My fiancé is engrossed in a book called Happiness by the economist Richard Layard, from which he reads aloud pertinent statistics. ‘People are happiest in the year they get married,’ he will lugubriously announce, ‘and after that it’s downhill all the way.’ Or: ‘Having children does make you happy, but only for two years.’ Or, plangently, as the evening light begins to fade: ‘Most people are happiest at the end of the day.’
His normal bedtime reading is The Lawn Expert by D.G. Hessayon which, it seems to me, has a rather more uplifting effect on his mood. But the study of happiness is very au courant, having recently been upgraded to a political science. New quangos such as the Whitehall Wellbeing Working Group have sprung up to advise the government on how to build a more cheerful nation. Defra is compiling an ‘index of wellbeing’ by which to measure Britain’s state of mind.
The auguries are not good: a survey commissioned for BBC2’s new series The Happiness Formula found that we British are considerably grumpier than we were in the 1950s, despite being three times richer. The proportion of people describing themselves as ‘very happy’ has fallen from 52 per cent in 1957 to just 36 per cent today. It’s the same story across the developed world: once people have attained a comfortable standard of living, extra wealth does not make them any happier.

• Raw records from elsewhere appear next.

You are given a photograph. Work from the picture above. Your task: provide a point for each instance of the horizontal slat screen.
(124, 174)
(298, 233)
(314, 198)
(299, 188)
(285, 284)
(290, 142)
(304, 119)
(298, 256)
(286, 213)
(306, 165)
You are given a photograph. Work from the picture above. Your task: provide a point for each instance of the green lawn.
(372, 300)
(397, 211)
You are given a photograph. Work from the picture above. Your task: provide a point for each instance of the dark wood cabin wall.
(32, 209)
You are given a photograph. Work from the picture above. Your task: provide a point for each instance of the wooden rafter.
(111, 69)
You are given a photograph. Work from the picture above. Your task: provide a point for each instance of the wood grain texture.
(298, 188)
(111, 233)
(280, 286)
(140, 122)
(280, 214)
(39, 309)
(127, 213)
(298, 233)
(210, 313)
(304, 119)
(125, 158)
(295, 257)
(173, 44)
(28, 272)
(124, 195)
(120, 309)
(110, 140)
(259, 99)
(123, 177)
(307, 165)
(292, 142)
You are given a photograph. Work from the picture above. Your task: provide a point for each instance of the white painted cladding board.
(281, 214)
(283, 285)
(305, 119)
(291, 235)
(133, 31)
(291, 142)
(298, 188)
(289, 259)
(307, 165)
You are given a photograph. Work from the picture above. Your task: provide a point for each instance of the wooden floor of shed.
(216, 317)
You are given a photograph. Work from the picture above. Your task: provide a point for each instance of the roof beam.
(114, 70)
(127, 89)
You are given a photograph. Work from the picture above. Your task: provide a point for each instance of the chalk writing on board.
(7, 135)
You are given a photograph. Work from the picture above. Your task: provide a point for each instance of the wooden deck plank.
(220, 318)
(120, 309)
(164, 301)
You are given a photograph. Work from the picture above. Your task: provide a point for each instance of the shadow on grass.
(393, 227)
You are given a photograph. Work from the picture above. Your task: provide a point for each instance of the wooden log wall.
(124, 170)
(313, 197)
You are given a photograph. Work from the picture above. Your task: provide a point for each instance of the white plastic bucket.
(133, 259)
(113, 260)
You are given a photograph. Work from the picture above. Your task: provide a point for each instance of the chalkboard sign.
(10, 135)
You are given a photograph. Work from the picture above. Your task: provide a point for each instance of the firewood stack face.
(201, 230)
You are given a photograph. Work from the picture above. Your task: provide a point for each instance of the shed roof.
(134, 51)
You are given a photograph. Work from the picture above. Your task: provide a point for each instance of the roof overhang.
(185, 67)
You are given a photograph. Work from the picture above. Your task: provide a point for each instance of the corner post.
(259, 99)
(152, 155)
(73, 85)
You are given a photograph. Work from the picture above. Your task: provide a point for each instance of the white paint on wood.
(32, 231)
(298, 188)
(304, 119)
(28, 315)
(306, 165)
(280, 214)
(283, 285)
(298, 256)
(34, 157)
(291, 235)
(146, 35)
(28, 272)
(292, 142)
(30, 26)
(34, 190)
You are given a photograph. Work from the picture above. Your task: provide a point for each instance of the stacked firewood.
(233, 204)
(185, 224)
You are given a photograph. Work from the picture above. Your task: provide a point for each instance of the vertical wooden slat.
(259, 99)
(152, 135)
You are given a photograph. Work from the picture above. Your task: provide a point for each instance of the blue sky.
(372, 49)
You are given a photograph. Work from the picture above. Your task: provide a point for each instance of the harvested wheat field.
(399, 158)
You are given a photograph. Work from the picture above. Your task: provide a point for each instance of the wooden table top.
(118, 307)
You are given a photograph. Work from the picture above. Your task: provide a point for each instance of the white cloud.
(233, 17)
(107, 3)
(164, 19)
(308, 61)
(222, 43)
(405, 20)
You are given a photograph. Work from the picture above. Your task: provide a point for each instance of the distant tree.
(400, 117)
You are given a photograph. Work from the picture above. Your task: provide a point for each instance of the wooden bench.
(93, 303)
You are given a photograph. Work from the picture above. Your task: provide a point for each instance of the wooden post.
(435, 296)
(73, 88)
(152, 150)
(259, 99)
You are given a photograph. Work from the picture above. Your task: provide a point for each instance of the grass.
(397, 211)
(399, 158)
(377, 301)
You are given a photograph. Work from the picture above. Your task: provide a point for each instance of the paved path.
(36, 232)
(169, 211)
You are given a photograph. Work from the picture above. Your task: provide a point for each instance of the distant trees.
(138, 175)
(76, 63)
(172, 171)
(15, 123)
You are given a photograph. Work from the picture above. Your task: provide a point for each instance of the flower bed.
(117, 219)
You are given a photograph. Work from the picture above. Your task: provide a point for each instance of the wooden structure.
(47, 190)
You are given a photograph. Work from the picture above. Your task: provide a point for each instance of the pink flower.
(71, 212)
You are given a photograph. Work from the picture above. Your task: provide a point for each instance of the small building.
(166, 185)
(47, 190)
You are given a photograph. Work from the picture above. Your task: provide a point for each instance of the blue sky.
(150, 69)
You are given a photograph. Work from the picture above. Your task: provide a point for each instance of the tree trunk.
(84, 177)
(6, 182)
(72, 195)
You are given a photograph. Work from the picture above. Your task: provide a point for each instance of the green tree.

Indeed, it may even be counterproductive.
Capitalism encourages us to compete unnecessarily against each other, working longer hours in order to afford bigger, shinier status symbols than our neighbour. Advertising exacerbates the situation, coaxing us to buy things that — though they might satisfy a temporary lust — do nothing for the long-term nourishment of the soul. To be truly content, say the experts, we should invest less in treats and trinkets, and more in human relations.
But the accumulation of stuff is a hard habit to break.